Seria legal se eu também soubesse disso.
Você precisa usar a turquesa. Sempre.
Eu não iria reclamar desse fato.
Falando nisso, você não me explicou por que ela sumiu só de avistar a pedra.
A pedra a marca como sendo minha.
Rosnei. Eu não era de ninguém, menos ainda de Sawyer.
As narinas dele se inflaram, sem dúvida pelo cheiro de pura fúria que eu devia
estar exalando como fogo.
Relaxe, Phoenix, era o único jeito de manter você viva.
Deixe-me ver se entendi direito: se eu estiver com a turquesa, ela não pode me
matar?
Exatamente.
Então, eu sou invencível.
Ele balançou a cabeça com desdém.
Só porque ela não pode, não quer dizer que os outros não possam.
Raios.

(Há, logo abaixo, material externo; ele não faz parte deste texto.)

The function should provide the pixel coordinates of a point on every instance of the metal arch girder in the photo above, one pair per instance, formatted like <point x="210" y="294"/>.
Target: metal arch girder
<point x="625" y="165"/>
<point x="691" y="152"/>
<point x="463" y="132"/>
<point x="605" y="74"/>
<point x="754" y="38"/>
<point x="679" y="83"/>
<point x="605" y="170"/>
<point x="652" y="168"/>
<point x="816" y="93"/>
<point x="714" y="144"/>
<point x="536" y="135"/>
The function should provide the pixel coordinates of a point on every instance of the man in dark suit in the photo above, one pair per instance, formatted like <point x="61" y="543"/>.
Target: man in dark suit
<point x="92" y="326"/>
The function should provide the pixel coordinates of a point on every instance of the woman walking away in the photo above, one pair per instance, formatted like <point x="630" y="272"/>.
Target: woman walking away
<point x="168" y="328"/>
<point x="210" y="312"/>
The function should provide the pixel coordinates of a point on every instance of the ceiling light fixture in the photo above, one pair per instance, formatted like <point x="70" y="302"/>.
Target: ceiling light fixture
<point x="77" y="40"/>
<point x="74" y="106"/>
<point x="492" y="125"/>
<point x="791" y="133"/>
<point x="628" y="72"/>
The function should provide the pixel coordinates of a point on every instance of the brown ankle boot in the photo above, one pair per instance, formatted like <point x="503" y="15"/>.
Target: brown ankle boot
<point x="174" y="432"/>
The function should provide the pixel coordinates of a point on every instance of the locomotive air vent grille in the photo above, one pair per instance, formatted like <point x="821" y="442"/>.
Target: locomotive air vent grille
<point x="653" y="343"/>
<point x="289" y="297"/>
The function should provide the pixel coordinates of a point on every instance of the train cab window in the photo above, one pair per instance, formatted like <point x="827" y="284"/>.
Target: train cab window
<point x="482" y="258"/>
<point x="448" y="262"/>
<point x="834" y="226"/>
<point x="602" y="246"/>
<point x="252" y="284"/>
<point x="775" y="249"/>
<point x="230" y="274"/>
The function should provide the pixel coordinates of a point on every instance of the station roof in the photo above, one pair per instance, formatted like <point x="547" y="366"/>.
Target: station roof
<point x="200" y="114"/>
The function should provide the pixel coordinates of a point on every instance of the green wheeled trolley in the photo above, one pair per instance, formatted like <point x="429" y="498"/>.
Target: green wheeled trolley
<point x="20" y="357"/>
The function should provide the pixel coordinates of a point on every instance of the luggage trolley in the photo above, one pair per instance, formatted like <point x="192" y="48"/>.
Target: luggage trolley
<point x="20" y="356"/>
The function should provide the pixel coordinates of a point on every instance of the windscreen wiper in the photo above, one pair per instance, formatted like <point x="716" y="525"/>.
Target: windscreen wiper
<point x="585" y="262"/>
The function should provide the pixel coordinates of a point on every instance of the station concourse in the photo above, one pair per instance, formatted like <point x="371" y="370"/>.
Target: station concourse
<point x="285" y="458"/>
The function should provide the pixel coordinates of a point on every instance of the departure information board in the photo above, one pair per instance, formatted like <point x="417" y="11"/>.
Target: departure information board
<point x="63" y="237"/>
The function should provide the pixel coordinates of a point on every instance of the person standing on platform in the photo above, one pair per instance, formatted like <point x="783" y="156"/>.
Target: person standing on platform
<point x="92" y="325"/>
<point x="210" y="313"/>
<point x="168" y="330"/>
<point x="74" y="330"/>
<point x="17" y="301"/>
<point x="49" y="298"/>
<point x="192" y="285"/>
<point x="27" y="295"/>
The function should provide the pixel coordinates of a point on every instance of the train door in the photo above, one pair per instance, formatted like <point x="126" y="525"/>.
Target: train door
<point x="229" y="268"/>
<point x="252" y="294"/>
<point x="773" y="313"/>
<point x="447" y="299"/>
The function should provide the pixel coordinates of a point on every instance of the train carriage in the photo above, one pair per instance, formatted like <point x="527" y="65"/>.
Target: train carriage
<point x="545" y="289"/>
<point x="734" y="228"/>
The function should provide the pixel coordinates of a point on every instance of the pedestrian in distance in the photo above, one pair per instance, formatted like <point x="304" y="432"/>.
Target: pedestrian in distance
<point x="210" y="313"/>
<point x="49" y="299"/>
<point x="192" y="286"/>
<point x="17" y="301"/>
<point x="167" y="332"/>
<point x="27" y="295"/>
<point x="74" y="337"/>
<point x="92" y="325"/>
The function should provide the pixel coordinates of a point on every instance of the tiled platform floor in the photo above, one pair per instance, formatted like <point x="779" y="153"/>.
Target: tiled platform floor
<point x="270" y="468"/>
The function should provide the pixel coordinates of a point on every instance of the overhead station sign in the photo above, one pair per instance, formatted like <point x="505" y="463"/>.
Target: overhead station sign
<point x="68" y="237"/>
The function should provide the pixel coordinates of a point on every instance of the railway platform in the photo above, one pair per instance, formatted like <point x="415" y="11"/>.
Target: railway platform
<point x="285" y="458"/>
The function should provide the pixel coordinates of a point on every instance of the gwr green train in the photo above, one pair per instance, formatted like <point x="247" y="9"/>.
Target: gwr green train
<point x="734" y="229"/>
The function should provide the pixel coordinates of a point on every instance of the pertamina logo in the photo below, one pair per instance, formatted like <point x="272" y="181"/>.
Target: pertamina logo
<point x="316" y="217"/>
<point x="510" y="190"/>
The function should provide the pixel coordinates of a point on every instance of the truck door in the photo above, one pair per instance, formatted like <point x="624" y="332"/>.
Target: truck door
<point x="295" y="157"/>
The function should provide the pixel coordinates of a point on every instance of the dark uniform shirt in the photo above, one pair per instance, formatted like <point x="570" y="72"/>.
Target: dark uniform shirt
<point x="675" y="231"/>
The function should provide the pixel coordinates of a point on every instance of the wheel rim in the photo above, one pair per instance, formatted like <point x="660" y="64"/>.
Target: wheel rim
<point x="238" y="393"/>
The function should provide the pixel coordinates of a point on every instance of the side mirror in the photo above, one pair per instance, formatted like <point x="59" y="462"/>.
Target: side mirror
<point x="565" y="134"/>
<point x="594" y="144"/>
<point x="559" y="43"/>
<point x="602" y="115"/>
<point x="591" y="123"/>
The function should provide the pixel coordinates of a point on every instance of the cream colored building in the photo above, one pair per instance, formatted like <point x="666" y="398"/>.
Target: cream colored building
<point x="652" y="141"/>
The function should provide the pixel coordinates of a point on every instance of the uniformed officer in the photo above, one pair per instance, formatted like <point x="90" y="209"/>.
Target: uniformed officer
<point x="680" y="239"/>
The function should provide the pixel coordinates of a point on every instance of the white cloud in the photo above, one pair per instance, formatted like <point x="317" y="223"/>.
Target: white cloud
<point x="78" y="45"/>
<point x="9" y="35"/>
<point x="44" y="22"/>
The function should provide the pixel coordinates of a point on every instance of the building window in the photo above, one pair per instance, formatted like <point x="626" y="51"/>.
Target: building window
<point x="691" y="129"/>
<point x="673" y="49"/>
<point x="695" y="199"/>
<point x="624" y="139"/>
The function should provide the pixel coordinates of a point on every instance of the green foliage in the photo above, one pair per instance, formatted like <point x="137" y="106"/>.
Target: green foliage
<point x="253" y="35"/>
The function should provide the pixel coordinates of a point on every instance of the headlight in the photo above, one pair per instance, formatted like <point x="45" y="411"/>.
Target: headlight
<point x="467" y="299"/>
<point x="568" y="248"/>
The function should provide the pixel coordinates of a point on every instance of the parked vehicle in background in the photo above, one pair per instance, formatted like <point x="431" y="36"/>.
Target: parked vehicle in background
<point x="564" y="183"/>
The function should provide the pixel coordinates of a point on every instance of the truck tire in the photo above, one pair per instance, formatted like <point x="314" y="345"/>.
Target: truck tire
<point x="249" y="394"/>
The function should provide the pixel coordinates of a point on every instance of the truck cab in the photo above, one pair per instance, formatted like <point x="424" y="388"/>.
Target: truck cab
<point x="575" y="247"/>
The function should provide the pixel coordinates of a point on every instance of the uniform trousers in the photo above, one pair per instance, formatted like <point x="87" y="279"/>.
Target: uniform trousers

Ser invencível parecia muito bom, naquele momento.
Voltei à pergunta original.
O que aconteceu em Lake Vista?
Sawyer se deitou, apoiou o focinho nas patas e suspirou.
O que se podia esperar.
De que serve saber que eles estão vindo, se não pudermos impedi-los?

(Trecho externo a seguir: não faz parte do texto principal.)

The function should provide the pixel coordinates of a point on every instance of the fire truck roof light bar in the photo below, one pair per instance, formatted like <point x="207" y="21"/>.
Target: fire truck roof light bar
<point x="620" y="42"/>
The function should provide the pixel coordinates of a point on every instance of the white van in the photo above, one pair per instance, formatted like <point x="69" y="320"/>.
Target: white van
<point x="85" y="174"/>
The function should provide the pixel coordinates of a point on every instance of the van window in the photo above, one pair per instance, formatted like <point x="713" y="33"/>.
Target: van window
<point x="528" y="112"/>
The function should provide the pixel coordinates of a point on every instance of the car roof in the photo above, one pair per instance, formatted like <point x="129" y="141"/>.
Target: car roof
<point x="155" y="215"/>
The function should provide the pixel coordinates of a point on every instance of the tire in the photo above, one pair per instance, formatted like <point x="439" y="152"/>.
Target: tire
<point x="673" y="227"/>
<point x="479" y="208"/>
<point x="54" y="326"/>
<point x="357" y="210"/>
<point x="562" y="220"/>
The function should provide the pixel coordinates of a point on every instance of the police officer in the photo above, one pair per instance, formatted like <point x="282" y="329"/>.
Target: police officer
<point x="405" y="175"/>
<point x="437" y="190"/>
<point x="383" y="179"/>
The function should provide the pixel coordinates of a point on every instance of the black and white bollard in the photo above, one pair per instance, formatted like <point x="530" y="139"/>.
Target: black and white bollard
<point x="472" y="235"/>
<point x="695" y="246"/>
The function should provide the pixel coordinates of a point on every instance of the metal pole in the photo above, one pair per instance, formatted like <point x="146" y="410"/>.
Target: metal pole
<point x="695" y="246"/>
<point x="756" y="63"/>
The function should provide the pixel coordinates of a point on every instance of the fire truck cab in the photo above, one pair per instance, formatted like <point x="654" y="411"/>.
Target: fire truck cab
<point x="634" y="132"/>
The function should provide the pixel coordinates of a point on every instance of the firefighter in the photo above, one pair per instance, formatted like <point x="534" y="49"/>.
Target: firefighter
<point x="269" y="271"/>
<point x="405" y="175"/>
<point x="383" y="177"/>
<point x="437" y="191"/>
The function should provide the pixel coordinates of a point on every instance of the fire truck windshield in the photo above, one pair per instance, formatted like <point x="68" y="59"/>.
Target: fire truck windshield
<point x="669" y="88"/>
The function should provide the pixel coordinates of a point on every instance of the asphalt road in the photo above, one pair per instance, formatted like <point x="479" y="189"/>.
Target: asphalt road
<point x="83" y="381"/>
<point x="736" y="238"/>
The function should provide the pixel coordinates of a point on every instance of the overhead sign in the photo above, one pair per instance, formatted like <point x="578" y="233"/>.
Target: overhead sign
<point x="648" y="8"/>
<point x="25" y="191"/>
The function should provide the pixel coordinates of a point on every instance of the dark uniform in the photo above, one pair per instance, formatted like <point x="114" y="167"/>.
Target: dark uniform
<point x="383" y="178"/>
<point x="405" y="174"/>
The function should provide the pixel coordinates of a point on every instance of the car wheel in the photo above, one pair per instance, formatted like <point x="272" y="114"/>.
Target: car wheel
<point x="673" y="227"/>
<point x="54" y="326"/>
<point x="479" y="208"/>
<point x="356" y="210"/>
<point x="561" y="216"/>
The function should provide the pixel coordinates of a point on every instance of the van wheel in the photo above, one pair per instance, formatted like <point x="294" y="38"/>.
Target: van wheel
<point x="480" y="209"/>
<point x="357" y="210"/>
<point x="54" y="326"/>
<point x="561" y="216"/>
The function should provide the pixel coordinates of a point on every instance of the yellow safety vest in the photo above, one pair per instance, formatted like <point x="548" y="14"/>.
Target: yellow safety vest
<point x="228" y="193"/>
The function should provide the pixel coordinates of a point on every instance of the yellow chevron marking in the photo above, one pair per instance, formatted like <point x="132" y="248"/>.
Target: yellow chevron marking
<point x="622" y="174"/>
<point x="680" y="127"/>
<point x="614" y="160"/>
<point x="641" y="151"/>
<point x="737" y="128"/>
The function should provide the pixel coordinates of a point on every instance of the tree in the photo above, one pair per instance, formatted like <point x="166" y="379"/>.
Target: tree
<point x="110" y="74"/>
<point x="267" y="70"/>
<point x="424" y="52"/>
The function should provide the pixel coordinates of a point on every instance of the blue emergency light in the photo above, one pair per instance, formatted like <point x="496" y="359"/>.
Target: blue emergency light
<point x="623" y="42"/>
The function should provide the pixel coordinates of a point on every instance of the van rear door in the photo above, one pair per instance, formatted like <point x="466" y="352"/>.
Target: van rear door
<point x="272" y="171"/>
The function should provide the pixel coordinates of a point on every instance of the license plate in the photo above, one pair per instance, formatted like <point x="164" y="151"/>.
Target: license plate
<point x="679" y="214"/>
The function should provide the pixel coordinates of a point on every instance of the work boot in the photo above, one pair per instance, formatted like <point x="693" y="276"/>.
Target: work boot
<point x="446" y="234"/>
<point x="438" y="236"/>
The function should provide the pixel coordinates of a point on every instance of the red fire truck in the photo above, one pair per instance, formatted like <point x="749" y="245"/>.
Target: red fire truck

Teríamos conseguido, se não fosse por ela.
Aprumei as costas.
Ela planejou tudo?
Ou ela seguiu os luceres, ou os enviou.
Enviou?
Controlar os Nefilins era um poder do líder da trevas, e a mulher de fumaça não
podia ser isso até que me matasse. O que só havia feito depois da chegada dos luceres.
E mesmo assim...
O pelo da minha nuca se eriçou.
Ela me matou. Isso faz dela a nova líder da trevas?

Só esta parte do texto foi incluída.